Walkthrough: Processing a Real Hackathon Submission

Let's trace a submission through its lifecycle:

Stage 1: Input Processing

When a user submits an evaluation, with id say sub_001, it arrives with a text/ppt/pdf proposal, MP4 pitch video, and a GitHub repository:

Document Processing: The text is parsed, extracting the project description (average ~1000 words)
Video Transcription: Whisper transcribes the ~3-minute pitch, producing ~400 words
Repository Analysis:
- 125 Python files detected
- 8,500 lines of code counted
- Key config files found
- Test coverage identified

Stage 2: Database Storage

The processed data is stored:

{
    "sub_id": "sub_001",
    "project_details": "An AI-powered code review system...",
    "video_transcript": "Hello, today I'm presenting CodeMentor...",
    "repo_metadata": "languages: python: 8500 LOC, javascript: 2000 LOC...",
    "processing_time": 45.3
}

Stage 3: Multi-Agent Evaluation

The orchestrator agent receives the submission and delegates to specialists:

Innovativeness Agent analyzes:

Searches for novel patterns in the approach
Compares against known solutions
Internally assess on 10 different sub-dimensions (e.g. novelty, uniqueness, originality, mention of patented works, papers, novel algorithm etc.) to arrive at 10 scores out of 100 each [78, 85, 87, 76, 91, 45, 43, 66, 34, 59]
Returns: Score 66.4/100 with rationale on why the submission is scored that way in the innovativeness dimension

Scalability Agent similarly examines on 10 different sub-dimensions:

Microservices architecture detected
Kubernetes configurations present
Configurability, reusability, cloud deployment flexibility etc.
Internally assess on 10 different sub-dimensions (e.g. modularity, horizontal, vertical scalability, configurations, standards, cloud practices etc.) to arrive at 10 scores out of 100 each for example [84, 75, 71, 86, 81, 65, 63, 61, 64, 89]
Returns: Score 73.9/10 with detailed analysis

This goes on for all the 7 different agents.

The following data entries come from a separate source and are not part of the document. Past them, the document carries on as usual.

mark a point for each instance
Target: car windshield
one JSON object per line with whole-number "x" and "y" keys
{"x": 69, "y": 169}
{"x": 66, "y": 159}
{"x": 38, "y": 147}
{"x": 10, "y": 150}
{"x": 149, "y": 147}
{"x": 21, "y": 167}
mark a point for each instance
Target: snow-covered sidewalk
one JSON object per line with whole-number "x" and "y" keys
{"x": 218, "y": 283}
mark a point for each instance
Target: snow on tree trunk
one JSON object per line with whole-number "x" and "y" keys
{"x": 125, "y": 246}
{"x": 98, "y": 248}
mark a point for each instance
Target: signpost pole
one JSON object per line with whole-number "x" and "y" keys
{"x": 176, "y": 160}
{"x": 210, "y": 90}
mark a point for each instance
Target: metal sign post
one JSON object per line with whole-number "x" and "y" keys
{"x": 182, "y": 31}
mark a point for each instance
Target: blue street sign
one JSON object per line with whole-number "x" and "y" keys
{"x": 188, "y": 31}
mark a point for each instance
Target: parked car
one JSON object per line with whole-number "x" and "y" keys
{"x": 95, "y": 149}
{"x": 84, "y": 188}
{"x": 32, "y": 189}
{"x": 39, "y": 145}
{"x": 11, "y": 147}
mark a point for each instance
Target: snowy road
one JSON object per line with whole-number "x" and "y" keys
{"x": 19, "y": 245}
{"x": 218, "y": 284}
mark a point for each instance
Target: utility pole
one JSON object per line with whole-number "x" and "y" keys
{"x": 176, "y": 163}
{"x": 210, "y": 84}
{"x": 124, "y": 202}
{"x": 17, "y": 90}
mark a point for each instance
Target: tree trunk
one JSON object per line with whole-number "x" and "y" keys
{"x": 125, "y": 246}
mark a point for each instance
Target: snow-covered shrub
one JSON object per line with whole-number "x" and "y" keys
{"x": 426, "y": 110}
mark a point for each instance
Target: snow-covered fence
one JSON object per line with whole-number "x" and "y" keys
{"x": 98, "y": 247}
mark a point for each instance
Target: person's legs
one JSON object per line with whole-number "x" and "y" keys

Each agent thus processes independently, then the results are aggregated:

{
    "innovation_score": 66.4,
    "ux_score": 74.5,
    "scalability_score": 73.9,
    "market_potential_score": 81.5,
    "ease_of_implementation_score": 71.0,
    "financial_feasibility_score": 68.0,
    "complexity_score": 58.5,
    "brief_description": "Innovative AI-powered code review system with strong scalability..."
}

These individual scores across dimensions could further be used to arrive at stack ranking of all the submissions.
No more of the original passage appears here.